We believe the record establishes the negligence of the taxicab driver, and that he was driving too fast under the conditions obtaining and whatever emergency arose was due 'to that fact.

The Court, a qua, allowed $5,000.00 to the widow and $5,000.00 to the four minor children. Plaintiff asks an increase and defendant would have the amount reduced. Deceased was 54 years old and earned $26.60 a week as a carpenter and millwright. His life expectancy was 18 years. Counsel contends that the loss and support alone amounted to $24,897.60. Perhaps the value of earning capacity of deceased would exceed that sum as it is probable that his wages would be increased from time to time. But courts can not award adequate compensation for this, or other items of damages claimed here and in similar actions. How, we ask, would it be possible to accurately appraise physical or mental suffering, the widow’s grief, or the child’s loss due to the negligent killing of his father or mother.

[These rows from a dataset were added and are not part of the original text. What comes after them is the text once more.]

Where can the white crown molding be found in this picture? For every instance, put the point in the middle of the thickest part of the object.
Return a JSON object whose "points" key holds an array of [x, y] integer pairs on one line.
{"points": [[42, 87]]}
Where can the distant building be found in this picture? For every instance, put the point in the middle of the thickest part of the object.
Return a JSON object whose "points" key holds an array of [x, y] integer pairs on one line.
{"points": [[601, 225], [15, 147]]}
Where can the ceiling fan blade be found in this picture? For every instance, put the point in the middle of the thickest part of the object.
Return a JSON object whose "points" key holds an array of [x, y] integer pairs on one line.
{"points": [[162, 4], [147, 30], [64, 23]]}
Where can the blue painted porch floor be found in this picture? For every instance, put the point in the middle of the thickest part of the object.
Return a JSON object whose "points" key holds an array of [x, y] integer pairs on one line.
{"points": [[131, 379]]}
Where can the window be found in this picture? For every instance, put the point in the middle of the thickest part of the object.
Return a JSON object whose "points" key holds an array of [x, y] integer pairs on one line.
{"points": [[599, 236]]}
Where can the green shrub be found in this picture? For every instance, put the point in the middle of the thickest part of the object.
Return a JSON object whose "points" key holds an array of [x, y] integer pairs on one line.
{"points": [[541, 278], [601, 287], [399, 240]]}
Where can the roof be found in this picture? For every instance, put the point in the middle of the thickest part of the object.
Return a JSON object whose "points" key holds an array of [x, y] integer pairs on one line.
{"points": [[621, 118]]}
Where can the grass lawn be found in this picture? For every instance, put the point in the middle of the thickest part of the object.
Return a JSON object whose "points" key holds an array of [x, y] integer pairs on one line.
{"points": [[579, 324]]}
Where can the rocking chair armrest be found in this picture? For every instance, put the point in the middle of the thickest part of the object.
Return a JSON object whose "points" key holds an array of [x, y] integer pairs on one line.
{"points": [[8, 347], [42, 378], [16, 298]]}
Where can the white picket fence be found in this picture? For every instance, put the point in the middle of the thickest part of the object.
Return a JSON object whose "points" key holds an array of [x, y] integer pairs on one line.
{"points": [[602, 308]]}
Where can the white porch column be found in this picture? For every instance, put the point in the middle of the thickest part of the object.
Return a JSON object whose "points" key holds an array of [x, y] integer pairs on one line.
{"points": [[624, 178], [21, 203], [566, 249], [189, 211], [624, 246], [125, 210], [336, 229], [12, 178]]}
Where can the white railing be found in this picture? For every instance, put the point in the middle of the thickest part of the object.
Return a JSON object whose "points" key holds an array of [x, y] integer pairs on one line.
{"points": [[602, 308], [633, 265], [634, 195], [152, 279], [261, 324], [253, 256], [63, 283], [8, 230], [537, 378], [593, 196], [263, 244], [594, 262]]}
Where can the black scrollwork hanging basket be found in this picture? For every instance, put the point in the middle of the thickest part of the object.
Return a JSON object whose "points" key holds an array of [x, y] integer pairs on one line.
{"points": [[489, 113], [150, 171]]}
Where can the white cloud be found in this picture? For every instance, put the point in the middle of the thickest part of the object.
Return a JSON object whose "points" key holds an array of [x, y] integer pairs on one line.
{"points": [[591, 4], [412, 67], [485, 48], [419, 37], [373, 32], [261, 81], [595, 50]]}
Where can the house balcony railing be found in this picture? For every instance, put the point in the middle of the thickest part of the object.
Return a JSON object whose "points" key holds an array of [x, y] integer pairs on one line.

The sums awarded in these cases are not compensatory and are not standardized. While it may be said that some uniformity should be attempted, so many differences exist in apparently similar cases that little uniformity of award exists or, in the nature of things can be accomplished. In so far as decisions rendered more than ten years ago' are concerned, they are not reliable, because expressed in dollars worth then far more than now, because of the notorious decline in the purchasing power of money.

The considerations we have mentioned influence us in our conclusion to affirm the quantum as allowed by the trial court.

For the reasons assigned, the judgment appealed from is affirmed.